Consoante exposto em coluna anterior, as empresas brasileiras foram negativamente surpreendidas, no penúltimo dia útil de 2023, com a edição da Medida Provisória nº 1.202, que (dentre outras alterações legislativas) estabeleceu a limitação da compensação de créditos decorrentes de decisões judiciais transitadas em julgado. Logo em seguida (5/1/24), a Portaria Normativa (PN) nº 14/24 regulamentou os limites previsto na MP.

Perguntas e respostas na página da Receita
Essa regulamentação foi muito debatida até que, em 24 de janeiro do corrente ano, a Receita Federal divulgou uma série de “Perguntas e Respostas” que responderam a maior parte dos questionamentos dos contribuintes.

Com efeito, restaram confirmadas as seguintes premissas:

1) A limitação alcança todas as declarações de compensação transmitidas a partir de 5 de janeiro de 2024, data da publicação da Portaria Normativa MF nº 14/2024 (independentemente de a compensação estar em curso).
2) O limite é calculado por processo de habilitação do crédito decorrente de decisão judicial.
3) O contribuinte poderá atualizar e utilizar todo o seu crédito até que seja totalmente exaurido.
4) Caso a compensação, em determinado mês, tenha sido inferior ao limite, não é possível somar a parte não compensada para aumentar o limite de meses subsequentes.
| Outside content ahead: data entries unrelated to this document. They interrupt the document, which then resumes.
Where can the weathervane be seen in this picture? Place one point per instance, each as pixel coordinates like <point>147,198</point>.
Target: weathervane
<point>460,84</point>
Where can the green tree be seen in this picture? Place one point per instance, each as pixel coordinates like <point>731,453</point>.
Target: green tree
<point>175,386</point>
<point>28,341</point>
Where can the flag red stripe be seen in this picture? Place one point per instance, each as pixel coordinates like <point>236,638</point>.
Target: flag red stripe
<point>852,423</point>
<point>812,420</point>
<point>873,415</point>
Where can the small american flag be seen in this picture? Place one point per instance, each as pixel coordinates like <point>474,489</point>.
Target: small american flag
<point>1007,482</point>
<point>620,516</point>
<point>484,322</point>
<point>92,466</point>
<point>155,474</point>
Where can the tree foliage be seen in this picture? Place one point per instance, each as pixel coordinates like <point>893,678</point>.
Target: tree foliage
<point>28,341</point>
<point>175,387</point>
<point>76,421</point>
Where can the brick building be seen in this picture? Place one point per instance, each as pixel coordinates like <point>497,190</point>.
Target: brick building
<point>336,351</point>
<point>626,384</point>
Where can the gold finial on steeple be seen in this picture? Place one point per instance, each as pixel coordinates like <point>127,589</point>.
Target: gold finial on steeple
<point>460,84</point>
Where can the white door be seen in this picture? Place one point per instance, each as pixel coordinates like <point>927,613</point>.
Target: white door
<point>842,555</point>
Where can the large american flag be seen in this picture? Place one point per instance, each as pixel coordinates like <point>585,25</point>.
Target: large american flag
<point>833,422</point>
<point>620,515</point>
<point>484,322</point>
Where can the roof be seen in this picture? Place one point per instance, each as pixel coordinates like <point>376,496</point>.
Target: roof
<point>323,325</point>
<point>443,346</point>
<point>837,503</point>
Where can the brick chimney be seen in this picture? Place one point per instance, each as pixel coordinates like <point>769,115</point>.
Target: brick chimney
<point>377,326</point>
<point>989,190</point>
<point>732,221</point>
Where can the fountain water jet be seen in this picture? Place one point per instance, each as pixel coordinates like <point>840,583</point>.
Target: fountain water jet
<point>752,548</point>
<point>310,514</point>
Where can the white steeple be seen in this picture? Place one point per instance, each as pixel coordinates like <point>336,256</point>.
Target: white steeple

Por esse motivo, os créditos iguais ou superiores a R$ 10 milhões que, em razão da limitação de compensação, não puderem ser compensados no prazo de 5 anos, poderão continuar a ser compensados após esse período.
5) Será considerada não declarada a compensação que ultrapassar o limite mensal previsto, com cobrança imediata dos débitos, acrescidos dos encargos legais cabíveis.

Os vícios contidos na MP
Inobstante o Poder Executivo ter resolvido parte dos problemas decorrentes da MP nº 1.202/2024, a previsão legal ainda contém vários vícios, sendo que os três mais evidentes se encontram abaixo resumidos:

1. Aumento inconstitucional de tributo:

A limitação da compensação configura indireto aumento de tributo, e, nos termos do artigo 62, §2º, da Constituição da República Federativa do Brasil, a MP que implique instituição ou majoração de tributo somente pode produzir efeitos a partir do ano subsequente àquele em que a MP fosse convertida em lei, ou seja, em 2025, caso ela seja convertida em lei em 2024.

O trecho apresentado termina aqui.